IT service management company Cloudflare on March 19 introduced a free tool to confuse AI web crawlers, keeping them from cluttering sites with bot traffic or scraping information. The AI Labyrinth uses generative AI to create fake pages, distracting and identifying the bots.

Users must be Cloudflare customers to use AI Labyrinth, but the tool is available starting in the free tier.

What AI crawlers do and how they hurt businesses

“Like any newer tool it (generative AI) has both wonderful and malicious uses,” wrote Cloudflare’s Senior Director of Product Reid Tatoris, Product Manager Harsh Saxena, and Senior Software Engineer Luis Miglietti in a blog post.

Large AI companies built their fortunes on scraping content from the internet to train their models. Plenty of website owners have reasons to want to prevent such scrapers, and multiple techniques exist to do so.

As pointed out by Unite.AI, swarms of bots can slow down servers, increasing hosting costs and reducing page load times. If an AI generates content too close to existing website content, the duplicate can reduce the original site’s SEO rankings. Some content creators and organizations might want to block AI scrapers from their sites due to copyright concerns, such as those recently raised by creators after the news that Meta used a library of pirated content to train AI.

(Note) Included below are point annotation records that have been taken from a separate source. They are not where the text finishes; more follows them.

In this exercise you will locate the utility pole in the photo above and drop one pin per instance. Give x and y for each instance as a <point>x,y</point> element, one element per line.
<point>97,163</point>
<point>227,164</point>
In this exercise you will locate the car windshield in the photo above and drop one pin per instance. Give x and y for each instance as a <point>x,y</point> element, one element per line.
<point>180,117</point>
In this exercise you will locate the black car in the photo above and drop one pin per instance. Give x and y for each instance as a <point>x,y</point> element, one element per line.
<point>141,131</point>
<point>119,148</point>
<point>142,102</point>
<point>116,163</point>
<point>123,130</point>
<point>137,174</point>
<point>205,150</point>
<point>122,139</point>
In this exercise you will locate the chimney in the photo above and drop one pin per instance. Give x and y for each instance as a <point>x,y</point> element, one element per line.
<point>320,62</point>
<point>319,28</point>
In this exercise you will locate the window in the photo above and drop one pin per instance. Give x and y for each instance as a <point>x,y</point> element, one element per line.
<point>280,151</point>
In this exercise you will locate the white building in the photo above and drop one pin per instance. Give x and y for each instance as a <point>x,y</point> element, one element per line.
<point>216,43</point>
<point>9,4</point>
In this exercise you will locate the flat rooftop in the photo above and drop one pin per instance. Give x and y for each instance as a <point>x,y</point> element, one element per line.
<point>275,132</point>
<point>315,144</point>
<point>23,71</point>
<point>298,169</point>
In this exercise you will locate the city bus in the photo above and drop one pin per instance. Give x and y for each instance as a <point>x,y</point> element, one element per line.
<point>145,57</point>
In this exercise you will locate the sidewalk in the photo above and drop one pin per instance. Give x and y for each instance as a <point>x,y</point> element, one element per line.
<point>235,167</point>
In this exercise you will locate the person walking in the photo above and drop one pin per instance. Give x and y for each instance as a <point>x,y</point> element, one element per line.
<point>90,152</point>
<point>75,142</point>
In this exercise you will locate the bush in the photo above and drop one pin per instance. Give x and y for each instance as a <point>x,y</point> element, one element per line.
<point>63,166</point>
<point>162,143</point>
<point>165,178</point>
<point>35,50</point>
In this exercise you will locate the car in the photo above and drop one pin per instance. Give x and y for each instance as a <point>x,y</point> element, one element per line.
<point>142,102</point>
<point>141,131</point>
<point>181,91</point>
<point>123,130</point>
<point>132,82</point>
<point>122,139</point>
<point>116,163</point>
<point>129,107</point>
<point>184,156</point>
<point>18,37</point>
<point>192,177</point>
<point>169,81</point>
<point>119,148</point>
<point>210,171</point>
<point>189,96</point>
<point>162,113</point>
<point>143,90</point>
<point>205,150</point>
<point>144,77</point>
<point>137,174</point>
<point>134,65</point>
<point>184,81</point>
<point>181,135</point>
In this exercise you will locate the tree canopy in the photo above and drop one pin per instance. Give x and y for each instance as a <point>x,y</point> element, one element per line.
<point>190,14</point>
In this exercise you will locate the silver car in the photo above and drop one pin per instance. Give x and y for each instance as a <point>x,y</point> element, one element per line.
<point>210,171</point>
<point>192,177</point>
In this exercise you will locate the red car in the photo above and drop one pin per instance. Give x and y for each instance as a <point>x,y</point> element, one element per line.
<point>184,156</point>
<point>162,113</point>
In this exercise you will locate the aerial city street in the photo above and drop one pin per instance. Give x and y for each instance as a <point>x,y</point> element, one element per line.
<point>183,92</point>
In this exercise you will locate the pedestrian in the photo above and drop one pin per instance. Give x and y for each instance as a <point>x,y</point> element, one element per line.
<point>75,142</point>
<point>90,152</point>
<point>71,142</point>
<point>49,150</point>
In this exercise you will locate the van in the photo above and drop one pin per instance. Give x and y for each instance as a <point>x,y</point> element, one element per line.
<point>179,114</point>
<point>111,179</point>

How AI Labyrinth fights back

Cloudflare’s AI Labyrinth has two main purposes: blocking AI crawlers and identifying bots. It works by embedding hidden links in a protected website. The bot will follow those links to premade websites filled with AI-generated content. That content contains real scientific information – the Cloudflare personnel said they didn’t want to contribute to AI-generated misinformation – but not topics related to the real website the bot is crawling. All of the information on the premade websites is publicly available. Therefore, the bots will waste time crawling information they already know. The original website stays untouched, while the AI companies waste resources, Cloudflare said.

The second purpose, identifying bots, is possible because only bots will engage with the labyrinth links; using that information, Cloudflare can monitor new bot patterns and signatures. It’s automation all the way down: Information about those bots feeds back into Cloudflare’s machine-learning system to analyze more crawlers.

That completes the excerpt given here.